In the cases reported by the Times, statistics are not necessary to highlight the blatant police brutality and disregard for human life and safety. In many of the cases reported, police deployed stun guns and tasers, they chased men who rightfully feared for their lives, they knelt on necks, and they beat people with batons. In some cases, we will never know the true nature of their brutality, as the abuse was inflicted under cover of a forest at night, or with body cameras turned off or footage withheld.

The medical field itself has a shameful history of creating and perpetuating the pseudoscience of race-based physiological differences and performing unethical research. The onus is therefore on us, as physicians, to publicly denounce the use of these outdated and racist notions when they are used to provide cover for the mistreatment and murder of Black men and women at the hands of the police. We must not enable those who would conceal the fact that these men very plausibly died as a result of excessive use of force.

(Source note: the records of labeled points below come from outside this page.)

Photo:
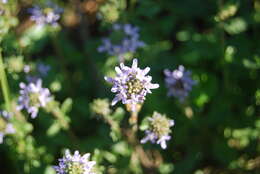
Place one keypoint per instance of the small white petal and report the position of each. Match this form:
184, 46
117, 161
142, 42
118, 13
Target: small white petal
135, 64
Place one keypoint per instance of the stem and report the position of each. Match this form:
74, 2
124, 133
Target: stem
4, 83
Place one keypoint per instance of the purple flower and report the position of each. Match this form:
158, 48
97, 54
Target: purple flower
32, 97
131, 84
158, 130
6, 127
46, 15
126, 40
43, 69
179, 82
75, 164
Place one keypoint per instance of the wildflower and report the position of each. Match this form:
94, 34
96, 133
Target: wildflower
131, 84
32, 97
5, 126
179, 82
124, 39
158, 130
46, 15
75, 164
26, 69
100, 107
43, 69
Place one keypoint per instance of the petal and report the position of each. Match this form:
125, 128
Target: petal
118, 70
115, 100
146, 70
109, 79
135, 63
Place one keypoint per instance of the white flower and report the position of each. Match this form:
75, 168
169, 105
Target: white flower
32, 97
75, 164
131, 84
158, 130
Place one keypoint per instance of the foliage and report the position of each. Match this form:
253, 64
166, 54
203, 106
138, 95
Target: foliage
217, 126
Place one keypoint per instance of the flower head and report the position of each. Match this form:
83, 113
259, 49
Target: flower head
131, 84
179, 82
5, 126
32, 97
49, 14
43, 69
158, 130
124, 39
100, 107
75, 164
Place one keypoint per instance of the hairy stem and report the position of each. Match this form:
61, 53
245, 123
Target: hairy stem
4, 83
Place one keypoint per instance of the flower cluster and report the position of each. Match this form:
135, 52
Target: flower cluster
124, 39
75, 164
158, 130
46, 15
179, 82
131, 84
5, 126
32, 97
100, 107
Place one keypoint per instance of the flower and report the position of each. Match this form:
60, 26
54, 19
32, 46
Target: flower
124, 39
43, 69
158, 130
75, 164
5, 126
32, 97
100, 107
49, 14
179, 82
131, 84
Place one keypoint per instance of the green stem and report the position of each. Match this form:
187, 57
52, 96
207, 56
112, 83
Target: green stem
4, 83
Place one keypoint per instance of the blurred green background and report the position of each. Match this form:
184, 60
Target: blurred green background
217, 129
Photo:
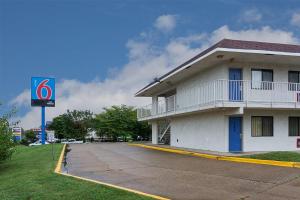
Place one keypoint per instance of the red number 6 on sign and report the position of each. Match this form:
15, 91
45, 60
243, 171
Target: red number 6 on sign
39, 91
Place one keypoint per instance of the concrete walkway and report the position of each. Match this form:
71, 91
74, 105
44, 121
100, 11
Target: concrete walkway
180, 176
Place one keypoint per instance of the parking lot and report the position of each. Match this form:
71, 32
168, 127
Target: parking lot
180, 176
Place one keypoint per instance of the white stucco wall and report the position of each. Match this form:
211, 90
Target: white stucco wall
206, 131
280, 140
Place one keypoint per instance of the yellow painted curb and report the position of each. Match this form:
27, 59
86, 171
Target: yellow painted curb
224, 158
58, 171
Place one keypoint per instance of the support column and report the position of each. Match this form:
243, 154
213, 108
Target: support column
154, 105
154, 125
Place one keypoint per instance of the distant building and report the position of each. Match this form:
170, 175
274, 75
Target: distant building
18, 133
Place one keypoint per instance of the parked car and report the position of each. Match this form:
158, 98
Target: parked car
37, 143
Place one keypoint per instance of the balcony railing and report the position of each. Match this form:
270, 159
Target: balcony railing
226, 93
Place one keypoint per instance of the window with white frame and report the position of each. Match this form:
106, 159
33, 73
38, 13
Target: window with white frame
294, 123
262, 79
261, 126
294, 80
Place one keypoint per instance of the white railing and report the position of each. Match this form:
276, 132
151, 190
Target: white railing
219, 92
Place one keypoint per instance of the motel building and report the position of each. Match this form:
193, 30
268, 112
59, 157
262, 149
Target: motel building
236, 96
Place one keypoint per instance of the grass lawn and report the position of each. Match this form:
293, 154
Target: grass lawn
279, 156
29, 175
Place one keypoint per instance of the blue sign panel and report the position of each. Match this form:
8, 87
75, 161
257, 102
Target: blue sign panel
42, 91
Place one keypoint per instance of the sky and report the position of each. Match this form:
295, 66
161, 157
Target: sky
102, 52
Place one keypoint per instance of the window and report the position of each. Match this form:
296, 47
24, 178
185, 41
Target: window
294, 80
262, 79
261, 126
294, 123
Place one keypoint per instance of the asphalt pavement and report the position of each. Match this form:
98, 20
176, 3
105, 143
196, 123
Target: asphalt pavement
178, 176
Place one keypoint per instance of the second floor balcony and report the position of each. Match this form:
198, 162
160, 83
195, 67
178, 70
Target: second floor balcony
225, 93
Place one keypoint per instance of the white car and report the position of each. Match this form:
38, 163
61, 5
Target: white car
37, 143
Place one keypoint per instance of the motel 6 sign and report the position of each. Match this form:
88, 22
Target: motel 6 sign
42, 92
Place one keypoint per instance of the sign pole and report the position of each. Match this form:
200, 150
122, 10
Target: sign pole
43, 125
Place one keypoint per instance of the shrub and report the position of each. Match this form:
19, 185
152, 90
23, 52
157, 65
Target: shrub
6, 140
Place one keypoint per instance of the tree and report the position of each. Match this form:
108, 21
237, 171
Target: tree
6, 138
120, 121
73, 124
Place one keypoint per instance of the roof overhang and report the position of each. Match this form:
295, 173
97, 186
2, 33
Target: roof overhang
213, 58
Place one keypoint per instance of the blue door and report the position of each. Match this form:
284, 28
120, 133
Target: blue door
235, 85
235, 130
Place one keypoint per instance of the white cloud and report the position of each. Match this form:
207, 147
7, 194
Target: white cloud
146, 61
165, 23
251, 15
295, 19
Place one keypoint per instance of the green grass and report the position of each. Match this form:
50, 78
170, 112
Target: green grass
279, 156
29, 175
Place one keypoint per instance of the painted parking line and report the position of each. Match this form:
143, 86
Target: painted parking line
58, 171
224, 158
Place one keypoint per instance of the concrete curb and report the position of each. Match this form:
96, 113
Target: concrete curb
58, 171
224, 158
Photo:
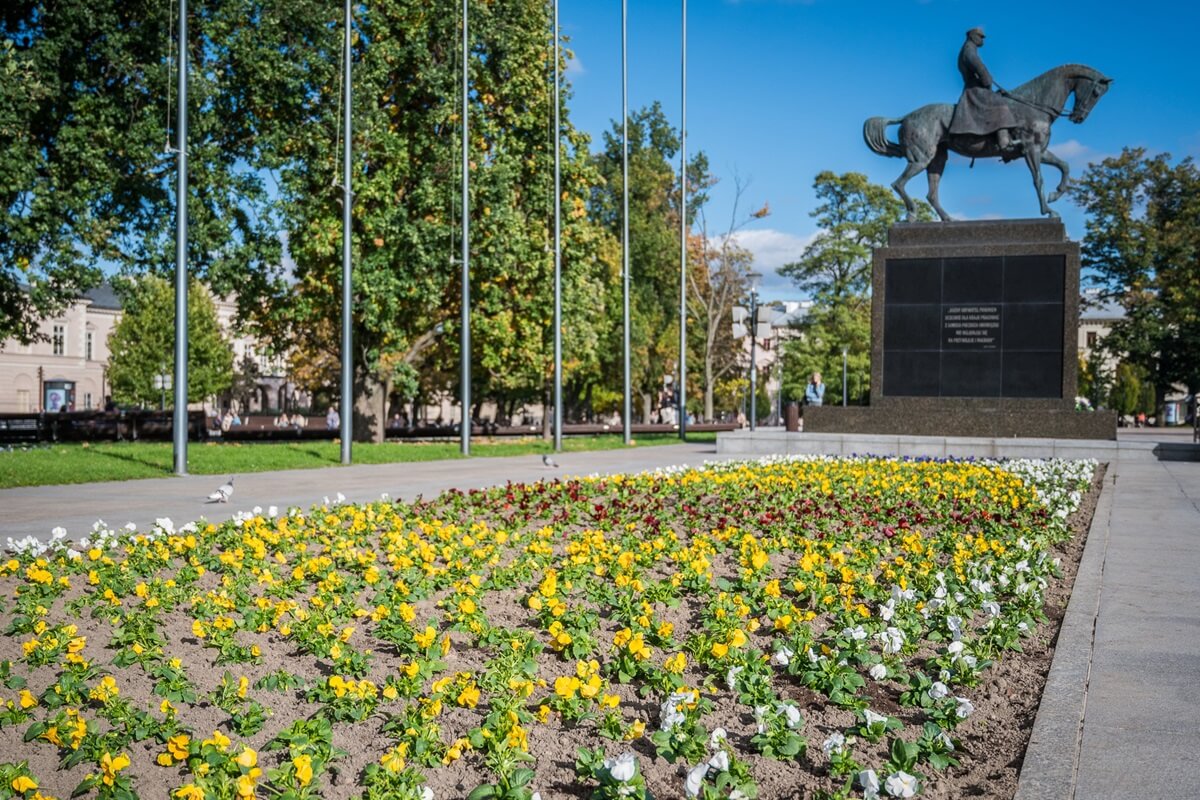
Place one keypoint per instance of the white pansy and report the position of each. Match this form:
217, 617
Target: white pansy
964, 709
791, 713
892, 638
783, 656
623, 768
695, 780
901, 785
870, 783
834, 744
887, 611
760, 717
856, 633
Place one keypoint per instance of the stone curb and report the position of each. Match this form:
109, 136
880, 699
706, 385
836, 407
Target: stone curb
1051, 759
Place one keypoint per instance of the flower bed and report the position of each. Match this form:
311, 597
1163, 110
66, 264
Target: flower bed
791, 626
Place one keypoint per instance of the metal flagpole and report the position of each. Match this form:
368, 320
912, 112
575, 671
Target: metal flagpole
754, 359
558, 258
347, 419
465, 335
179, 425
683, 234
627, 417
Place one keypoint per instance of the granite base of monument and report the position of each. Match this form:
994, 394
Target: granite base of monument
973, 332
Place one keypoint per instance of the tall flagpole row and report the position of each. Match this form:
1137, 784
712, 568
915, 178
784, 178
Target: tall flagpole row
465, 334
683, 233
558, 254
179, 421
347, 419
627, 417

Medical examiners determine the manner and cause of death. We must demand that these medical examiners stop the perpetuation of the misinformation about SCT; it is neither a contributor to nor cause of death in almost all of these cases. We call on medical examiners to evaluate their own biases and conflicts of interest and to stop the misuse of medicine and science to potentially exculpate the police in the racist brutalization of Black men. To be clear, decreasing bias and removing medical mythology from the medical examiners’ assessment of deaths of Black men in police custody is a crucial component in holding police accountable.

Following the one-year anniversary of the murder of George Floyd, this charge is more urgent than ever. President Joe Biden had asked for Congress to pass the H.R. 7120 George Floyd Justice in Policing Act. It is currently stalled in the Senate, and we need to call on our congresspeople to act in passing this bill. As Americans we should all want better policing with improved accountability, including with police encounters with other Americans with SCT.

Blaming the deaths of 47 Black men on SCT as causative instead of associated is inaccurate and disrespectful. It is clear that it was not a variant in the beta hemoglobin gene (HBB), but rather the melanin receptor gene (MCR1), that was the cause of these men’s deaths. Put more simply, the genetic trait that contributed most to these men’s death was evidently the color of their skin, not the contents of their red blood cells.